Issaquah Claims Victory at Sound Transit, Despite Rail Delay to 2050
The mood was celebratory at Issaquah's historic train depot this past Monday night for a community meeting, a fact that seemed to disguise the fact that just a few days earlier the Sound Transit board had voted to delay the city's planned light rail line by more than half a decade. Issaquah Mayor Mark Mullet, who has thrown himself headlong into advocacy for the proposed 4 Line between South Kirkland and Issaquah since being elected last year, framed the outcome as a big win.
The 4 Line's delay to 2050 after initially being scheduled for 2041 when voters approved the Sound Transit 3 (ST3) package came as part of a larger rebalancing of Sound Transit's system expansion plans.

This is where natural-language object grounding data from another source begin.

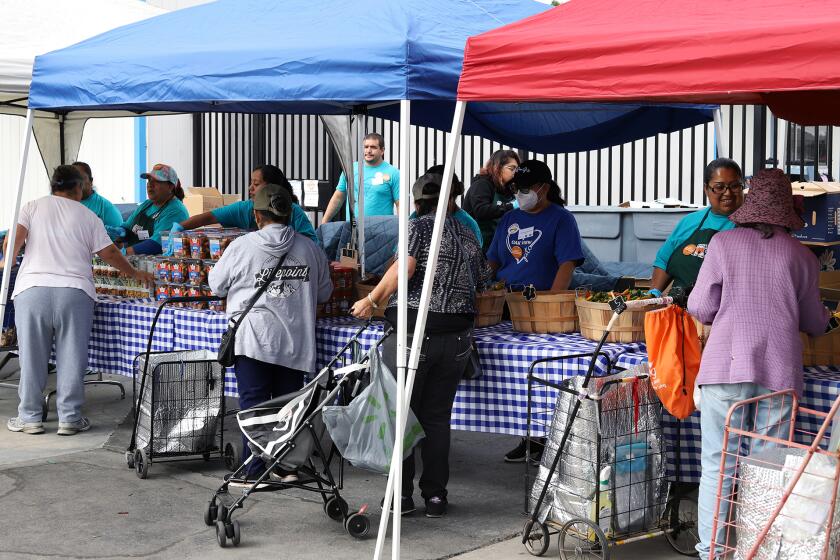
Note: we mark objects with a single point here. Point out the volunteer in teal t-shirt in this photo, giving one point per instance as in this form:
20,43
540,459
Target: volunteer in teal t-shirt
241,214
681,256
157,214
94,201
382,183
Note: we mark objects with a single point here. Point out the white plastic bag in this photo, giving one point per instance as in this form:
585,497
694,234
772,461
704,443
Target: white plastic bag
364,431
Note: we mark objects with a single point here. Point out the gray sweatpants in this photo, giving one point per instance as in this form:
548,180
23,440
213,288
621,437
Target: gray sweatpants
44,316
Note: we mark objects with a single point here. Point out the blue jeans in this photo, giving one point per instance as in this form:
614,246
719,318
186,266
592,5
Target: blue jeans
716,400
258,382
43,316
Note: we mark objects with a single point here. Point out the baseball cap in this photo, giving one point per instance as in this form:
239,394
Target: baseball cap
532,172
427,186
161,172
267,197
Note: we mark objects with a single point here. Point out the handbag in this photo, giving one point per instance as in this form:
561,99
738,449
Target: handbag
472,370
227,347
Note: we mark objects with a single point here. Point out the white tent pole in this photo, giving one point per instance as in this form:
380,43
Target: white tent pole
395,477
360,219
7,270
723,148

A project dubbed the Enterprise Initiative, spun up in response to a budget shortfall that threatened project timelines by the early 2030s, forced the Sound Transit board to reckon with some tough choices.
By Thursday's vote, the agency had shrunk a projected $34.5 billion shortfall to around $10 billion in unfunded projects, Issaquah's light rail line not among them.
"We can change our purple shirts from 'Save Issaquah Light Rail' to 'Saved Issaquah Light Rail,'" Mullet said. "After the mayoral election, everybody I met with said, 'Prepare to be cut out of the light rail path,' because they were like Sound Transit has this $35 billion deficit, the Issaquah line is going to get cut and you guys are screwed and you have to wait until ST4."